Any bts army here who's free to talk? I know this isn't the best place to talk but I've got no choice. My mom's sitting across my room and she's watching me doing my homework. She doesn't want me to listen to any bts songs or get involve with kpop(specifically bts) 'cause she thinks it distracts me from doing a great job in school when she's the actual reason why I'm loosing control over myself. She always talks about my body in EVERY argument. I'm too fat, too tall etc. Namjoon is and has been my comfort idol since I stanned them and I still listen to 'mono' when I'm alone. Whenever I see the moon, I've always thought that it's Namjoon(when I see a blue moon, I always think of Jonghyun from SHINee) then I'll start talking about how my day went and after that, I'll ask myself if I love myself(of course it's a no) I'm like- THE most quiet person but I talk a lot when I'm alone. Anyways- the thing is that I just don't know how to deal with this. I feel like I should run but a part of me wants to stay. Another part of me wants to k!ll myself one day but I also want to meet BTS or even just Namjoon before I d!e. I'm 13 and people underestimate me but it won't stop me from doing what I love(well, except if my mom knows)

Respuesta :

Answer:

Ok dont hurt yourself your mom loves u but doesn't know how to show it .My moms the same and I understand sometimes life is hard and u feel like everybody hate u or u don't like yourself but remember god love u and be strong ok Dont Run Away ok

Love you

Stay safe

Y0m1

I completely understand you! Everyone's chapters is different.

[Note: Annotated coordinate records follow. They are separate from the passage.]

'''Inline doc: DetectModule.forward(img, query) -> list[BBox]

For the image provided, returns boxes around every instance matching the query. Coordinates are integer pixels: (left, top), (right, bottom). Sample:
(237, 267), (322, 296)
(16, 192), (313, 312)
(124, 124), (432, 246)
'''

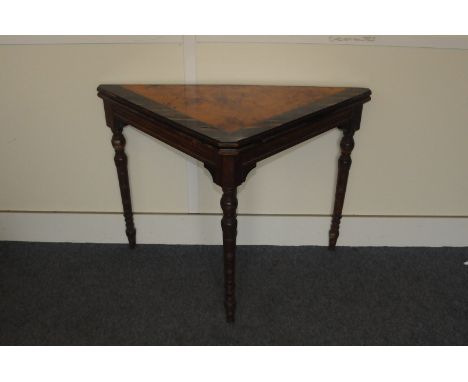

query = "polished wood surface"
(98, 85), (371, 322)
(99, 85), (369, 142)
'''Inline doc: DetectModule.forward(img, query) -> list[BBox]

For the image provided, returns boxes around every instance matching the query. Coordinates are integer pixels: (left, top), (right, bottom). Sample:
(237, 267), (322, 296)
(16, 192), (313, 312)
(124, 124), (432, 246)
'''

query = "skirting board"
(0, 212), (468, 247)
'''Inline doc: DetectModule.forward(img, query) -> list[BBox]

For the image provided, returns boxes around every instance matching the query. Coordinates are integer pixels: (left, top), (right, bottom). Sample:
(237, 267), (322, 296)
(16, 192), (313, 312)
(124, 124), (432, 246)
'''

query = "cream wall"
(197, 43), (468, 216)
(0, 43), (187, 212)
(0, 39), (468, 221)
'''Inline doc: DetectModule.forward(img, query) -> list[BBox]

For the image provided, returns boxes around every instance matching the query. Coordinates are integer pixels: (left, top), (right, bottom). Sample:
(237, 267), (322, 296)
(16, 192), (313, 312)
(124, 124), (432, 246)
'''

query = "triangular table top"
(98, 85), (370, 142)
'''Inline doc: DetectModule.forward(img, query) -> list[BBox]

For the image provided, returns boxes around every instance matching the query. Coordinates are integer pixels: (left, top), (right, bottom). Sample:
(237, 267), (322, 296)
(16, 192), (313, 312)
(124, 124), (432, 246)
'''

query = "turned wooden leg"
(221, 187), (237, 322)
(328, 126), (355, 250)
(112, 125), (136, 248)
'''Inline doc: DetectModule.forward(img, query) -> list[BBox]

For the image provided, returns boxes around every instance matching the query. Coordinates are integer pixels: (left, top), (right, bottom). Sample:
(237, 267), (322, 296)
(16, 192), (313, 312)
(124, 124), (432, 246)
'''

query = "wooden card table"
(98, 85), (371, 322)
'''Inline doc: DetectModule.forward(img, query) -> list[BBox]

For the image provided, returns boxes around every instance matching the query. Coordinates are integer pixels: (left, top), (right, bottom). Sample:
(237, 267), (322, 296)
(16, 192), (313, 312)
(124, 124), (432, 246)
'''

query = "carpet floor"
(0, 242), (468, 345)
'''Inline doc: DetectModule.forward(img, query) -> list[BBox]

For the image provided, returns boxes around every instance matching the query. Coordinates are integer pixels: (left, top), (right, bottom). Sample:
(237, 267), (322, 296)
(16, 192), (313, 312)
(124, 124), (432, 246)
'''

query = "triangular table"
(98, 85), (371, 322)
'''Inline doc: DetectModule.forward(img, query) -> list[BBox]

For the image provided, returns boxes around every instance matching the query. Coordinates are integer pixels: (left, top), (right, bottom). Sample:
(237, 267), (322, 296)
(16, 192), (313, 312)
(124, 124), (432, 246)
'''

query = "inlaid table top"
(98, 85), (370, 146)
(98, 85), (371, 322)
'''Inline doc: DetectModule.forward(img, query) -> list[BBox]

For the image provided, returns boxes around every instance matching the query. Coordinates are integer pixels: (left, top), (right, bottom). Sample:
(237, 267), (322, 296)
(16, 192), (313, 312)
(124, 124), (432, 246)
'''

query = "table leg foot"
(111, 123), (136, 248)
(221, 187), (237, 322)
(328, 126), (354, 251)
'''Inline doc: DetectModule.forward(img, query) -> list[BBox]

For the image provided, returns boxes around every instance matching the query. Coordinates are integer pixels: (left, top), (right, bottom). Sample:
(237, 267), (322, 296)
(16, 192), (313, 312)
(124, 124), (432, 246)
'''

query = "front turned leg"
(112, 125), (136, 248)
(221, 187), (237, 322)
(328, 127), (354, 250)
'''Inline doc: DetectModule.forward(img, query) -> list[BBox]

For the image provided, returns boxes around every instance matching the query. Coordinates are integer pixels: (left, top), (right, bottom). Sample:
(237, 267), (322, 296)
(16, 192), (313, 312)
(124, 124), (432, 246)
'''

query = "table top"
(98, 85), (371, 143)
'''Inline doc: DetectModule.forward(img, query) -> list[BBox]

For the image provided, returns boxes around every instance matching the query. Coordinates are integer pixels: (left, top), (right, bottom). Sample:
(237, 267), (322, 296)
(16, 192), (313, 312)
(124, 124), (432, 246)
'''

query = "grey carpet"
(0, 242), (468, 345)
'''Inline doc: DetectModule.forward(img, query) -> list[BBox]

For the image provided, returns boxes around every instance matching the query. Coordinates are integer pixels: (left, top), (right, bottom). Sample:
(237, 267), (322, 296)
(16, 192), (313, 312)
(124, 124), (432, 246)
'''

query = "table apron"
(109, 102), (217, 165)
(241, 108), (353, 166)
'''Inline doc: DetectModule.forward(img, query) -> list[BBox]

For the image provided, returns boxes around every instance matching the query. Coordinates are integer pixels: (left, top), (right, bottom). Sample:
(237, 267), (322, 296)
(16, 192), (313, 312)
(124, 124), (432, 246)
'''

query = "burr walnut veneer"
(98, 85), (371, 322)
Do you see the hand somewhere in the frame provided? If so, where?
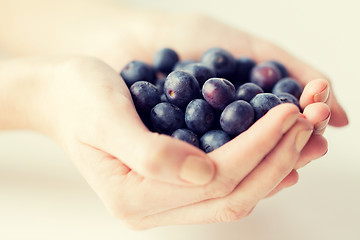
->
[0,5,346,228]
[79,12,348,169]
[14,57,318,229]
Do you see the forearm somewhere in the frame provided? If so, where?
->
[0,0,128,56]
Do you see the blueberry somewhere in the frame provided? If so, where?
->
[155,77,166,93]
[153,48,179,74]
[164,71,200,108]
[276,93,301,111]
[160,93,168,102]
[201,48,236,79]
[232,57,256,87]
[183,63,215,87]
[250,62,281,92]
[200,130,231,153]
[150,102,185,135]
[130,81,160,115]
[173,59,196,71]
[171,128,199,147]
[250,93,281,120]
[120,60,155,87]
[202,78,235,111]
[235,83,264,102]
[272,77,303,99]
[267,60,289,78]
[220,100,254,136]
[185,99,215,135]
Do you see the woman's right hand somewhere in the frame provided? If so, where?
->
[0,57,326,229]
[32,58,327,229]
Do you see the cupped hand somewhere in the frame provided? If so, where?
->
[32,10,347,229]
[33,57,326,229]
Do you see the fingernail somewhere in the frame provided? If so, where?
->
[314,113,331,133]
[295,129,313,152]
[282,112,299,133]
[180,156,215,185]
[314,85,330,102]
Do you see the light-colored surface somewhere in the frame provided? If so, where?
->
[0,0,360,240]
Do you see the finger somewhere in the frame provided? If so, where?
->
[85,77,215,185]
[300,78,330,109]
[207,104,299,195]
[303,102,331,134]
[266,170,299,198]
[294,134,328,169]
[143,119,312,227]
[252,38,348,127]
[102,103,215,185]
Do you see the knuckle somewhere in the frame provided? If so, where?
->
[205,179,237,198]
[122,220,150,231]
[143,133,167,176]
[218,204,252,222]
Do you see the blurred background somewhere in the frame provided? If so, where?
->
[0,0,360,240]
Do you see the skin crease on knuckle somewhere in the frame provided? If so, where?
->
[203,178,238,198]
[214,200,256,222]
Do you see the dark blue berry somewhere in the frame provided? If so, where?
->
[235,83,264,102]
[183,63,215,87]
[171,128,199,147]
[130,81,160,114]
[250,93,281,120]
[202,78,235,111]
[267,60,289,78]
[200,130,231,153]
[173,59,196,71]
[276,93,301,111]
[201,48,236,79]
[272,77,303,99]
[220,100,254,136]
[120,60,156,87]
[153,48,179,74]
[185,99,215,135]
[164,71,200,108]
[250,62,281,92]
[232,57,256,87]
[150,102,185,135]
[155,77,166,93]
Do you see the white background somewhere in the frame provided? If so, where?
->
[0,0,360,240]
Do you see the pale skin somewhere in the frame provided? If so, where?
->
[0,0,348,229]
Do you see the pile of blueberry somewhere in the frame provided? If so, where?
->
[120,48,303,152]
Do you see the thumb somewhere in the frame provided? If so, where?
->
[99,103,215,185]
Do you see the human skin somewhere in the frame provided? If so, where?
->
[0,1,347,229]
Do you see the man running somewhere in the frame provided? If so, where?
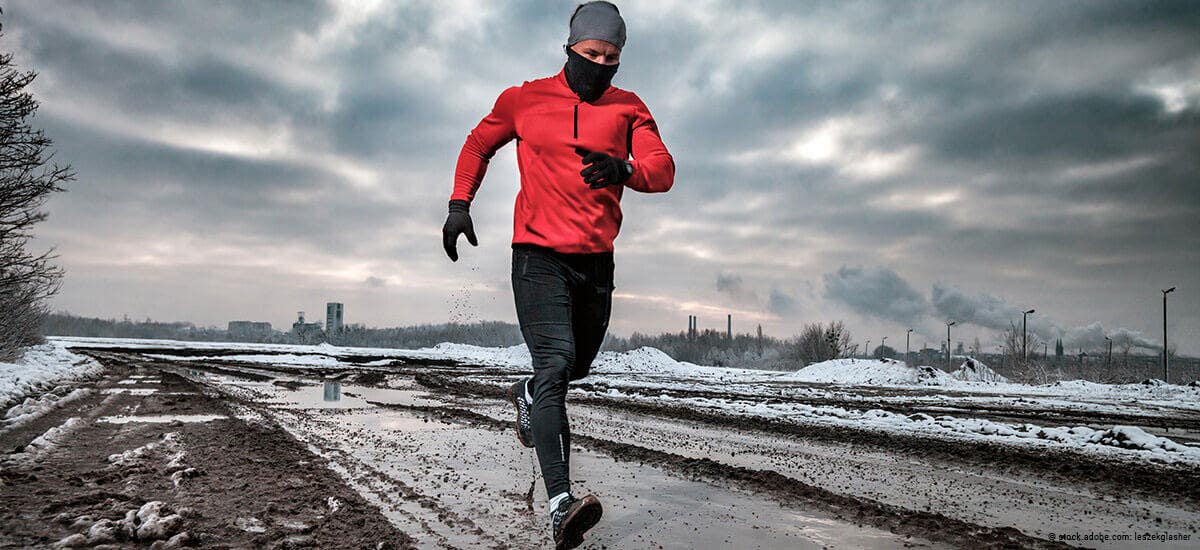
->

Hold it in, trust me Namjoon, BTS, other kpop groups and someone here on Earth even me wants you alive. Even, if you don't know it you could be helping someone emotionally, physcially ,the smallest way. I'm glad, you are strong keep on going girl! It doesn't matter about your body count, let people judge then show them that your better than that, and you shouldn't judge by someone's apperance.